Most distributors I meet in Pakistan and the UAE are doing this in Excel. Or worse — in the head of a senior sales officer who's been there 12 years and "just knows" the area. Which works fine until he quits. Then you're rebuilding from scratch.

Good FMCG route planning software does three jobs:

That third part is where most tools fall over. Static routes are easy. Routes that actually update when your market changes? Harder.

The mistakes I made building this

I got this wrong at first. Honestly.

When we started Zivni, I assumed the answer was pure optimization — feed the algorithm every outlet, every constraint, let it spit out the mathematically perfect route. Classic engineer brain.

Then we ran a pilot with a beverage distributor in Lahore. The system gave reps a "perfect" route. Reps ignored it. Why? Because the algorithm didn't know that Bashir at outlet #47 only places orders after he's had his second chai, around 11am. It didn't know that the wholesale market gets jammed on Fridays. It didn't know which shopkeeper owes money and needs to be visited with the area manager, not the junior rep.

So we rebuilt it. Now the planner suggests, but the supervisor can override. The system learns from overrides. If a rep consistently visits outlet X before outlet Y even though the algorithm says otherwise, the system asks why and adjusts the rule.

That hybrid — algorithm plus human judgment — is what actually moves the needle. Pure AI route planning sounds sexy in a pitch deck. In the field it gets you mutiny.

A few specific things we've seen work across our customers:

Cluster by density, not distance. A rep covering 35 shops in a 2km radius will outperform one covering 28 shops spread over 8km. Obvious, right? But most beat plans I audit don't reflect this.

Front-load A-class outlets. Top 20% of outlets usually drive 60-70% of revenue. Visit them between 9:30 and 12:30 when both rep and shopkeeper have energy. Don't save your best account for 4pm when everyone's tired.

Build in slack time. A beat with zero buffer breaks the moment one shopkeeper wants to chat for 15 minutes. We recommend planning for ~80% of the rep's working hours, leaving 20% for the chaos that always happens.
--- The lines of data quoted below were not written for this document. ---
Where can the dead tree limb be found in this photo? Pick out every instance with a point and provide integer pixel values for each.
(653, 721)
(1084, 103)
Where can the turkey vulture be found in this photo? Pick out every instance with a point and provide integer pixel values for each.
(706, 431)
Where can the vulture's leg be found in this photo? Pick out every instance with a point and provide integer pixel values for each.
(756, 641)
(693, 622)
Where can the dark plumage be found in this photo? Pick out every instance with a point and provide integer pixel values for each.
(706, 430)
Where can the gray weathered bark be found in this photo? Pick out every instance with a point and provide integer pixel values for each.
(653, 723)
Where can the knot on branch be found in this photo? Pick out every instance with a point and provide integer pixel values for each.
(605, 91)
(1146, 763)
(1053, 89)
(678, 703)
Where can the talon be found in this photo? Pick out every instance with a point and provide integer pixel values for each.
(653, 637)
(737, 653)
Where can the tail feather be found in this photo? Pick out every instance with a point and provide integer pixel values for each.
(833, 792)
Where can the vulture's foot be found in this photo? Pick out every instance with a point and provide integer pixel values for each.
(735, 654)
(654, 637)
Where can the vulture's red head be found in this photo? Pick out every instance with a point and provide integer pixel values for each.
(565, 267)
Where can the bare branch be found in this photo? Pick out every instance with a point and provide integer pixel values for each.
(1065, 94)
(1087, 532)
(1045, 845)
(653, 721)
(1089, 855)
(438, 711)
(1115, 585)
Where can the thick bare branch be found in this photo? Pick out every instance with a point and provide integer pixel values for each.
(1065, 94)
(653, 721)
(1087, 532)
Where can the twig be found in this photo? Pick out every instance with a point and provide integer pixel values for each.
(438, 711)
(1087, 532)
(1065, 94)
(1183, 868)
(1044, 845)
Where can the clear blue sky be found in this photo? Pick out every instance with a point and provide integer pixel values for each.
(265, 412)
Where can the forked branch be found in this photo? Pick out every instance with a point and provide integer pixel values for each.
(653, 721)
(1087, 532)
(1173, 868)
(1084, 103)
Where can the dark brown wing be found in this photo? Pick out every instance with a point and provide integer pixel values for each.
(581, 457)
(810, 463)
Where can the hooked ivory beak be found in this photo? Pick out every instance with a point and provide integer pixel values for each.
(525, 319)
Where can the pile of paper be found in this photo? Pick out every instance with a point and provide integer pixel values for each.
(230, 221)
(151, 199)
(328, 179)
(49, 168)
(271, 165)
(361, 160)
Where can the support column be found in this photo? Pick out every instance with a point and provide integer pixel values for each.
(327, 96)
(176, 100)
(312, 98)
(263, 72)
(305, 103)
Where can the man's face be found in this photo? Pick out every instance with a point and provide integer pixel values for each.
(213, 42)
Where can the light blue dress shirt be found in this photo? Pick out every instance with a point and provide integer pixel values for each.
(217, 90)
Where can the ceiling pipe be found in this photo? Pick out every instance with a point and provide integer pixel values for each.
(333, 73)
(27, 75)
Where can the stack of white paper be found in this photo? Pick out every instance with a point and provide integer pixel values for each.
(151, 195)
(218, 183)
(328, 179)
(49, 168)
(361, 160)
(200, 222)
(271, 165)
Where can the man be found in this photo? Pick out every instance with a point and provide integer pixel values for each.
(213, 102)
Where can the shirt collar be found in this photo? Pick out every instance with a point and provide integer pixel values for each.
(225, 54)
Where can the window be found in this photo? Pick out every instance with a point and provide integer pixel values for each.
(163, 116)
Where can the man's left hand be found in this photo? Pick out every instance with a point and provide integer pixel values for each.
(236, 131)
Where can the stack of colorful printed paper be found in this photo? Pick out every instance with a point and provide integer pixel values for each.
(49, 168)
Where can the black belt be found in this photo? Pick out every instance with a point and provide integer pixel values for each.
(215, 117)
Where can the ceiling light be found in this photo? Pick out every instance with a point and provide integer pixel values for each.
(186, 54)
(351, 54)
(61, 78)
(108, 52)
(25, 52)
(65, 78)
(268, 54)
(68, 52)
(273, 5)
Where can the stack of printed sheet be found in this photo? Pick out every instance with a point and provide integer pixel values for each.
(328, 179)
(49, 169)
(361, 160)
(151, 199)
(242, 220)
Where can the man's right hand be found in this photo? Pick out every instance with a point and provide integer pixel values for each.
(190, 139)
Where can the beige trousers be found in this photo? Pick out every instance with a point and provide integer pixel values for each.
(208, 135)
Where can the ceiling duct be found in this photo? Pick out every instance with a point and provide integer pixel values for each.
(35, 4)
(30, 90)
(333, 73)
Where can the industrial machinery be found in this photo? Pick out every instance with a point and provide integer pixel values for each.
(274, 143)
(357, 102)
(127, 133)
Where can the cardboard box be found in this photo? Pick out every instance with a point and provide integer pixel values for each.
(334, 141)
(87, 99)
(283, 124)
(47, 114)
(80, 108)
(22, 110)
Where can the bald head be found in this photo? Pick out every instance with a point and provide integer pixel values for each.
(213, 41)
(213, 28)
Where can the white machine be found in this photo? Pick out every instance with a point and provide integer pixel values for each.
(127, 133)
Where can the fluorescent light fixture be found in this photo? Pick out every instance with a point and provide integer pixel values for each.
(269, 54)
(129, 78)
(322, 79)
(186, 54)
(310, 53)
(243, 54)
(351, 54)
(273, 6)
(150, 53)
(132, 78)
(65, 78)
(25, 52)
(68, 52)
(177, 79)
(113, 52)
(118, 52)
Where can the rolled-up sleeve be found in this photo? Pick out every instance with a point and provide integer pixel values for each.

Track plan vs actual. This is where GPS matters. Not to spy — to learn. If reps consistently skip the same three outlets, those outlets either need to move beats or get dropped. The data tells you.

How sales route optimization actually shows up in numbers

One of our customers in Sharjah — mid-size FMCG distributor, around 40 reps — was averaging 22 productive calls per rep per day before they switched to Zivni. After three months of running optimized beats with weekly tuning, they hit 31. That's a 41% jump in coverage with the same headcount.

The travel time per visit dropped from 14 minutes to about 9. Strike rate (orders per visit) actually went up too, which surprised me at first but makes sense — reps arriving less rushed sell better.

Not every customer sees those numbers. Some get 15% gains. Some get 50%. Depends mostly on how messy the starting point was. If your beats were already tight, you'll get less. If they were drawn on a napkin in 2018, you'll get a lot.

A quick reality check though — software won't fix a bad sales culture. If your reps are faking visits, no route planner saves you. You need GPS verification, photo capture at outlet, and a supervisor who actually reviews the data weekly. The tech is maybe 40% of the answer. Process and people are the other 60.

Where to start if you're doing this on paper today

Don't try to optimize everything in week one. Pick one city, one set of beats, maybe 8-10 reps. Map every outlet with GPS coordinates (this alone takes 2-3 weeks if you've never done it). Then run optimized beats for a month and compare to your old plan. Productive calls per day, distance traveled, strike rate, secondary sales — those are the four numbers I'd watch.

If the pilot works, roll out city by city. Don't big-bang it. I've seen too many distributors try to flip 200 reps overnight and end up with chaos for six weeks.

And if your senior sales officer who "just knows" the area pushes back? Make him the pilot champion. His knowledge is genuinely valuable — the goal is to capture it in the system, not replace him with it.

What's the average productive calls per day across your team right now? If you don't know, that's probably the first problem to fix.